Transparent crystals have come from Knappenwand, Untersulzbachtal, Salzburg, Austria; Traversella, Piedmont, Italy; and Arendal, Nedenäs, Norway. Magnificent, but very dark, crystals were discovered about ten years ago on Prince of Wales Island, Alaska.

Sphene

(Titanite)

The clear, green, yellow, or brownish stones provided by this species would be welcomed in jewellery because of their brilliant and almost adamantine lustre, but, unfortunately, they are too soft to withstand much wear, the hardness being only 5½ on Mohs’s scale. In composition sphene is a silico-titanate of calcium corresponding to the formula CaTiSiO₅, and in this respect comes near the recently discovered gem-stone, benitoite.
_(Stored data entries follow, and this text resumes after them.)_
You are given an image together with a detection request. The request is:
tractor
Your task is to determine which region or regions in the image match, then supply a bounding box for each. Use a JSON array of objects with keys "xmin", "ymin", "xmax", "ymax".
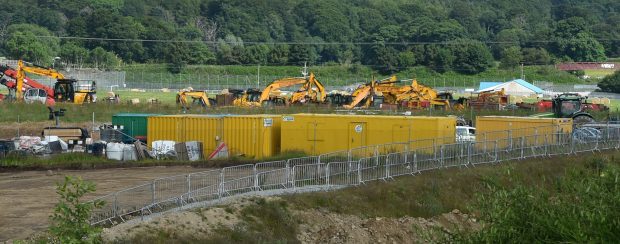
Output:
[{"xmin": 551, "ymin": 93, "xmax": 595, "ymax": 125}]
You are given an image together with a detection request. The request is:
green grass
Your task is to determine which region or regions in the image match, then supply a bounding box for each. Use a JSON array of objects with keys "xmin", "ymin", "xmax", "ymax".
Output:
[{"xmin": 584, "ymin": 69, "xmax": 616, "ymax": 78}]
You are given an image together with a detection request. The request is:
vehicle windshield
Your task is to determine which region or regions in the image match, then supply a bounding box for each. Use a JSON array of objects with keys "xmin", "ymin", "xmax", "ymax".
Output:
[
  {"xmin": 560, "ymin": 100, "xmax": 580, "ymax": 116},
  {"xmin": 457, "ymin": 128, "xmax": 468, "ymax": 136}
]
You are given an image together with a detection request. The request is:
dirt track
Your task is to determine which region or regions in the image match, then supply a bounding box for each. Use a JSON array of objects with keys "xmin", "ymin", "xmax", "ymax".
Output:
[{"xmin": 0, "ymin": 166, "xmax": 211, "ymax": 242}]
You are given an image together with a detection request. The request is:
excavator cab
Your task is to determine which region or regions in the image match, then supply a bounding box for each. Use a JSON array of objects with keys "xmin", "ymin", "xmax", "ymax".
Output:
[{"xmin": 54, "ymin": 79, "xmax": 96, "ymax": 104}]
The refractive indices lie outside the range of the refractometer, the values of the least and the greatest of the refractive indices varying from 1·888 and 1·917 to 1·914 and 2·053 respectively. It is to this high refraction that it owes its brilliant lustre. The double refraction, which is biaxial in character and positive in sign, is so large that the apparent doubling of the opposite edges of a cut stone when viewed through one of the faces is obvious to the unaided eye (cf. [p. 41]). Cut stones have additional interest on account of the vivid dichroism displayed, the twin-tints, colourless, yellow, and reddish yellow, corresponding to the three principal optical directions, being in strong contrast. The specific gravity ranges from 3·35 to 3·45. The negative test with the refractometer (cf [p. 26]), the softness, and the large amount of double refraction suffice to distinguish this species from gem-stones of similar appearance.
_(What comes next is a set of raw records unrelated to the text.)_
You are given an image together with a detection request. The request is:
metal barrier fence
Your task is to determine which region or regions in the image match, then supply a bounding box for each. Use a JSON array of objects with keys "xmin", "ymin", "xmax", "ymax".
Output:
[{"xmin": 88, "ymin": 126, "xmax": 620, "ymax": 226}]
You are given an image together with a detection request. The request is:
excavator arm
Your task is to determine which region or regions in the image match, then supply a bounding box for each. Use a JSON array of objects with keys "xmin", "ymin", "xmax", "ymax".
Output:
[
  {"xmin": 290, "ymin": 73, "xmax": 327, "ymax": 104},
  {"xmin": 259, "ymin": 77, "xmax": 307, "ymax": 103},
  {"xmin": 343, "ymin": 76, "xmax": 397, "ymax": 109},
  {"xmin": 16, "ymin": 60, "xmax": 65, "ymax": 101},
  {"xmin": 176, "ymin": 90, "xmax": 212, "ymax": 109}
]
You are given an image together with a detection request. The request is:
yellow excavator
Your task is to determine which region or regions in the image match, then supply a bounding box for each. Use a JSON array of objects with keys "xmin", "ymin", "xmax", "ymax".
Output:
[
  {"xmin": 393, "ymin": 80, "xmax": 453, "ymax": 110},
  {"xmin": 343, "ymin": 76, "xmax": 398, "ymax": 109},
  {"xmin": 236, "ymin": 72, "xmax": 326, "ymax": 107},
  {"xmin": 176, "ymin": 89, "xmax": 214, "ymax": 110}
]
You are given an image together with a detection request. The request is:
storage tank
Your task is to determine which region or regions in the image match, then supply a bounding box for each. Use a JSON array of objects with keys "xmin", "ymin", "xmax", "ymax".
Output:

The name sphene, from σφήν, wedge, alludes to the shape of the natural crystals. The alternative name is obviously due to the fact that the species contains titanium.

Good stones have come from the St. Gothard district, Switzerland.

Axinite

Called axinite from the shape of its crystals—ἀξίνη, axe—this species supplies small, clear, clove-brown, honey-yellow, and violet stones which can be cut for those who care for a stone out of the ordinary. The composition is a boro-silicate of aluminium and calcium, with varying amounts of iron and manganese, corresponding to the formula (Ca,Fe)₃Al₂(B.OH)Si₄O₁₅. Axinite is interesting on account of its strong dichroism, the twin-tints corresponding to the principal optical directions being violet, brown, and green. The double refraction is biaxial in character and negative in sign, the least and greatest of the refractive indices being 1·674 and 1·684; the specific gravity is 3·28, and hardness about 6½ to 7, or rather under that of quartz.

The best examples have been found at St. Cristophe, Bourg d’Oisans, in the Dauphiné, France. Violet axinite is a novelty that has come within recent years from Rosebery, Montagu County, Tasmania.